A huge security operation was set into operation for US president Bush’s visit to the same part of Germany in July of last year. This time the German authorities have gone much further and are turning the Baltic Sea resort of Heiligendamm into a luxurious military fortress, which has more in common with the Green Zone in Baghdad than a traditional conference centre.

The German authorities have authorised the building of a huge wall around the resort of Heiligendamm. The fence is 12 kilometers (7.5 miles) long, 2.4 meters high and protected by four rows of barbed wire, including the latest type of sharp razor-wire.

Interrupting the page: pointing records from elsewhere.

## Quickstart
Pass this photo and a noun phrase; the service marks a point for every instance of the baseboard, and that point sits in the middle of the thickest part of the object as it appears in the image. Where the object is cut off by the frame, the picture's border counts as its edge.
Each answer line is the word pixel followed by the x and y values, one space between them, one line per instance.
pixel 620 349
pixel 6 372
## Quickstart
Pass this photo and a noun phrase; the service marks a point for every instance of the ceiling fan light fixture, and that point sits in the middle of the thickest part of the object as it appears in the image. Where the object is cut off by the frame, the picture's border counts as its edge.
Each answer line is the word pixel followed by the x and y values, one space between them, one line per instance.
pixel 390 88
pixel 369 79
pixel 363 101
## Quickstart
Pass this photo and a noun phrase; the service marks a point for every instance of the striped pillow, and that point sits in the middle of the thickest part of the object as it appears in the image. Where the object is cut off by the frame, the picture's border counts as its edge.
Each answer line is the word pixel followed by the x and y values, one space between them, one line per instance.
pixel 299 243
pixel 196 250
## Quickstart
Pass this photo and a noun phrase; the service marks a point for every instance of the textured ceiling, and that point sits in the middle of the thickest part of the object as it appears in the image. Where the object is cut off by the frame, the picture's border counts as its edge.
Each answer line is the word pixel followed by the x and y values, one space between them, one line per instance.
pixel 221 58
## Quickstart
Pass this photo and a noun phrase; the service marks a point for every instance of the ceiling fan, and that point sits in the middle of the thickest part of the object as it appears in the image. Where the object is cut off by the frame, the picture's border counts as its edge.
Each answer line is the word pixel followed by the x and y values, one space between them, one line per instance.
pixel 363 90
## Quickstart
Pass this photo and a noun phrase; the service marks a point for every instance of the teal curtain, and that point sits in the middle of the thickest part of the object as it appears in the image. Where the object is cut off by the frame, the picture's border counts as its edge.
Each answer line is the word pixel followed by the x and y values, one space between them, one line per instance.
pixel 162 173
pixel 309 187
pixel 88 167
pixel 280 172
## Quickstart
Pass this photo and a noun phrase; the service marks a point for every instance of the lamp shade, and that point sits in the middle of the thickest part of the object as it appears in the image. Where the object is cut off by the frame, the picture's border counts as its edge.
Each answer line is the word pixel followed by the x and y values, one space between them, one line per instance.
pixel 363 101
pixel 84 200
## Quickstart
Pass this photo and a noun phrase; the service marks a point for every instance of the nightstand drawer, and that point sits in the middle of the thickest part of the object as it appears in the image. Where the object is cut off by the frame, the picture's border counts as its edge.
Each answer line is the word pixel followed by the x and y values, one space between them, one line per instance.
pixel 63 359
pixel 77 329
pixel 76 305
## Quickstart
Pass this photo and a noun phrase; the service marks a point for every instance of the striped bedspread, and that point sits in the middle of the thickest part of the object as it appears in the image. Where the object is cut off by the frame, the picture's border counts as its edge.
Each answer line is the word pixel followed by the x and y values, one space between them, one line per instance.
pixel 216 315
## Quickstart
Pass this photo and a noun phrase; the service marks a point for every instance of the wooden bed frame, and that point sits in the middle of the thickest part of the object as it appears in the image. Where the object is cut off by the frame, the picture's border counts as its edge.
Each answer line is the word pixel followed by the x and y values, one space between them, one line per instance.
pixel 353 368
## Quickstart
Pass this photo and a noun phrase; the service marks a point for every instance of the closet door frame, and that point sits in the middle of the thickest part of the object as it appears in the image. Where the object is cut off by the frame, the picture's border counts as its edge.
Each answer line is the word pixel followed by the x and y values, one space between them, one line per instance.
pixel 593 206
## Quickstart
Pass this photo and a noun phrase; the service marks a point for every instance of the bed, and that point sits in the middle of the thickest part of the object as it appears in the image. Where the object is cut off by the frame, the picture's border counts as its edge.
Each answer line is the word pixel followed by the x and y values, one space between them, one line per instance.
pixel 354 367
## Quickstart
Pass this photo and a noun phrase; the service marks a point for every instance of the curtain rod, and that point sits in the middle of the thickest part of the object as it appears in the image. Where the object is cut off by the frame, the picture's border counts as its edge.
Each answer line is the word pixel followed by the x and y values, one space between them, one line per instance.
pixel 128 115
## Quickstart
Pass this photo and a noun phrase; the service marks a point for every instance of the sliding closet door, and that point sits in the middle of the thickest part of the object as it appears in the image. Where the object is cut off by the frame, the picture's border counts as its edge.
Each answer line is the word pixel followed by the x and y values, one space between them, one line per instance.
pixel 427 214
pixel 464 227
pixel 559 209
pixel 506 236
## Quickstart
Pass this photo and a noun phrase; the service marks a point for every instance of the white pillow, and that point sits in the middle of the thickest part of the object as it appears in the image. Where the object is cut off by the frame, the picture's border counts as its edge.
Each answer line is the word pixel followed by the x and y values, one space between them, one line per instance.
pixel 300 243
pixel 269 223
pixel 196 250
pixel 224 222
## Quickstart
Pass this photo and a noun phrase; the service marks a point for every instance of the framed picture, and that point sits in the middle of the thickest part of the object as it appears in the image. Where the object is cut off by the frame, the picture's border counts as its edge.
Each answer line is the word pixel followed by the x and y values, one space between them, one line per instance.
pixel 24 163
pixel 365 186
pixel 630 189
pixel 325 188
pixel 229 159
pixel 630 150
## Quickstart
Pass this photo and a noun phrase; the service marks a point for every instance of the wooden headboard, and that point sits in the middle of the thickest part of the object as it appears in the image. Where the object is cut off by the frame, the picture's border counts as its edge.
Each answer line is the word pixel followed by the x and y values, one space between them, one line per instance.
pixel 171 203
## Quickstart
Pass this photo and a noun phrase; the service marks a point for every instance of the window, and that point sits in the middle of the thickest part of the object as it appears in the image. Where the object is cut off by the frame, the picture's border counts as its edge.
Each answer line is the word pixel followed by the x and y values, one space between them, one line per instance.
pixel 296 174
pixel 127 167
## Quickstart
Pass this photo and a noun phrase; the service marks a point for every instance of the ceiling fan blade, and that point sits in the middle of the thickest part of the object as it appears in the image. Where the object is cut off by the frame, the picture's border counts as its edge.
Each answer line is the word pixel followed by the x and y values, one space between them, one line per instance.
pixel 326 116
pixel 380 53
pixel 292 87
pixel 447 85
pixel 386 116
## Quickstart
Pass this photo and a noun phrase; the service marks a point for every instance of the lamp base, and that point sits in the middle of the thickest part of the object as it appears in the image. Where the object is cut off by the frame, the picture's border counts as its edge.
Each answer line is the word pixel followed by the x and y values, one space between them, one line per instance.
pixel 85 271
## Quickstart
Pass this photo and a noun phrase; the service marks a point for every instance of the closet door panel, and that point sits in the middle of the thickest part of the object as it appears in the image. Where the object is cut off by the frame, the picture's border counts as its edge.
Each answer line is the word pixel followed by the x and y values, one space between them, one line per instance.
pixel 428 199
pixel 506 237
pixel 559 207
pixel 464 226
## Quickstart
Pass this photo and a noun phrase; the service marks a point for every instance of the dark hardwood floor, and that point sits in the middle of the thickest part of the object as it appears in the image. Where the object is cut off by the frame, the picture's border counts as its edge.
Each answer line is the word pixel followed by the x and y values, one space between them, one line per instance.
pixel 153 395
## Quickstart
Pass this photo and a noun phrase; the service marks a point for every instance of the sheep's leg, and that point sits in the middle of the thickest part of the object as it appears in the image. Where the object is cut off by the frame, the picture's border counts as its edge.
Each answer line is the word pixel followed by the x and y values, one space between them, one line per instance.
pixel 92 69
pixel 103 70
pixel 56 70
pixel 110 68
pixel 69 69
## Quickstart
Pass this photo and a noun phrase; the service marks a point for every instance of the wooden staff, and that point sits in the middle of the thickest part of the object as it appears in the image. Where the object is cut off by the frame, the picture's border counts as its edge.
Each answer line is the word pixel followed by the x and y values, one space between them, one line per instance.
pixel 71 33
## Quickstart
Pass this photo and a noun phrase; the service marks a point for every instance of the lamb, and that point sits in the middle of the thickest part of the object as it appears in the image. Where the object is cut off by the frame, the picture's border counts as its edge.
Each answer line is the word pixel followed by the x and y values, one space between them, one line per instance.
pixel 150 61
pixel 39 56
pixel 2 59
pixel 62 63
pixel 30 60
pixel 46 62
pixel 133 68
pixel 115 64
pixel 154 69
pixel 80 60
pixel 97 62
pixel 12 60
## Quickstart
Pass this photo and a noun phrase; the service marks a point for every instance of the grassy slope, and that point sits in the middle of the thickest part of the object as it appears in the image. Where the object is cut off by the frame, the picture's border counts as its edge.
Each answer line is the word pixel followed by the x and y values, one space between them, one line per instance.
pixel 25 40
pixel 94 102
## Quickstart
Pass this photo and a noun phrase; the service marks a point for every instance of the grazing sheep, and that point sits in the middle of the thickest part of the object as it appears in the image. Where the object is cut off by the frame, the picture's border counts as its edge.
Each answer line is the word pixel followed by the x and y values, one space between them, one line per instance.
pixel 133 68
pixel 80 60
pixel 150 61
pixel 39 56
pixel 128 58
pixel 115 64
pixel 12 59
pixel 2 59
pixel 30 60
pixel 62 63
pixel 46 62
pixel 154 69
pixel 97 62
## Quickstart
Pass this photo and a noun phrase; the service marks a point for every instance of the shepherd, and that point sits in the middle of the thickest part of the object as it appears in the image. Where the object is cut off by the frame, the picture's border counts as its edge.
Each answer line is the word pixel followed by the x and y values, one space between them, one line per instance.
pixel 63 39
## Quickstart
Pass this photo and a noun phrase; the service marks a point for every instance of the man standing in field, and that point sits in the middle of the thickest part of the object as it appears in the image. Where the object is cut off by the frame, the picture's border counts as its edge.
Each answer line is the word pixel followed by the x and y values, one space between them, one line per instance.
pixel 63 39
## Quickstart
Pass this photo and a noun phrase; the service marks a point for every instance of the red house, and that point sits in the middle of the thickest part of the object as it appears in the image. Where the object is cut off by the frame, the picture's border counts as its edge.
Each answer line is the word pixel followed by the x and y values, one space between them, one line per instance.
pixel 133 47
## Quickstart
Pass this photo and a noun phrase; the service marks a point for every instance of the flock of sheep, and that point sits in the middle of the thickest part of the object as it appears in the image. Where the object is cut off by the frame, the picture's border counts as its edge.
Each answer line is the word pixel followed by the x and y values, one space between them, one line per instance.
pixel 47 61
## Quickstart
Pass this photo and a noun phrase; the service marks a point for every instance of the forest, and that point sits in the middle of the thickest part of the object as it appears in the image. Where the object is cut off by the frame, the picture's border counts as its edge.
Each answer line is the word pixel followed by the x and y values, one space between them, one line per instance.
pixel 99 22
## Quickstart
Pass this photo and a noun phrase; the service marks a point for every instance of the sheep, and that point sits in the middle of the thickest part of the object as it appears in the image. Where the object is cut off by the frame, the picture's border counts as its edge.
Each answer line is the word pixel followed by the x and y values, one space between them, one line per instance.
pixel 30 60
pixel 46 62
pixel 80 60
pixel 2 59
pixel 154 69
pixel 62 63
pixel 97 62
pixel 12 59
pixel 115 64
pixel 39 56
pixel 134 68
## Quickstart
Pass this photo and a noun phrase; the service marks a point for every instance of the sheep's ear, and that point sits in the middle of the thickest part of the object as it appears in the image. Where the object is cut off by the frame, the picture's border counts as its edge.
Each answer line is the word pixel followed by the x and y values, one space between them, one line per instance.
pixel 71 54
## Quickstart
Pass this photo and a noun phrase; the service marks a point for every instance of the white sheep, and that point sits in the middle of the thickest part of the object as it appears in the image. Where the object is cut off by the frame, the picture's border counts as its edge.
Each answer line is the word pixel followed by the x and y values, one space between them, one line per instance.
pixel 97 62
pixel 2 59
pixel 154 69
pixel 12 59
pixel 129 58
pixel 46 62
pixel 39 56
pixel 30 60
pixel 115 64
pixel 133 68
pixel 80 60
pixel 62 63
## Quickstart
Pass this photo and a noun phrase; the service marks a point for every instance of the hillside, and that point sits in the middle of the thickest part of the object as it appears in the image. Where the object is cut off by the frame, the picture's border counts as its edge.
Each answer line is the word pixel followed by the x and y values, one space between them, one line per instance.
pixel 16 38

As one newspaper noted the affect of the wall would be to turn “Heiligendamm into the equivalent of a maximum-security prison. But this time designed to keep people out.” Local residents have complained about the security fence, which is estimated to cost $17 million, comparing it to the Berlin Wall.

The region of the Baltic Sea surrounding the resort will be patrolled by nine naval ships with a total of 16,000 local police officers and 1,100 soldiers assigned to guard the perimeter fence, keeping protesters several miles from the meeting. A German ministry spokesman has confirmed that the security precautions were the most extensive for any single event in Germany since World War II.

As social tensions build in Germany the massive police raids Wednesday and the enormous level of police and military activity taking place in preparation for next month’s summit are an indication of the police-state type measures which are rapidly being developed by the German authorities to deal with political opposition.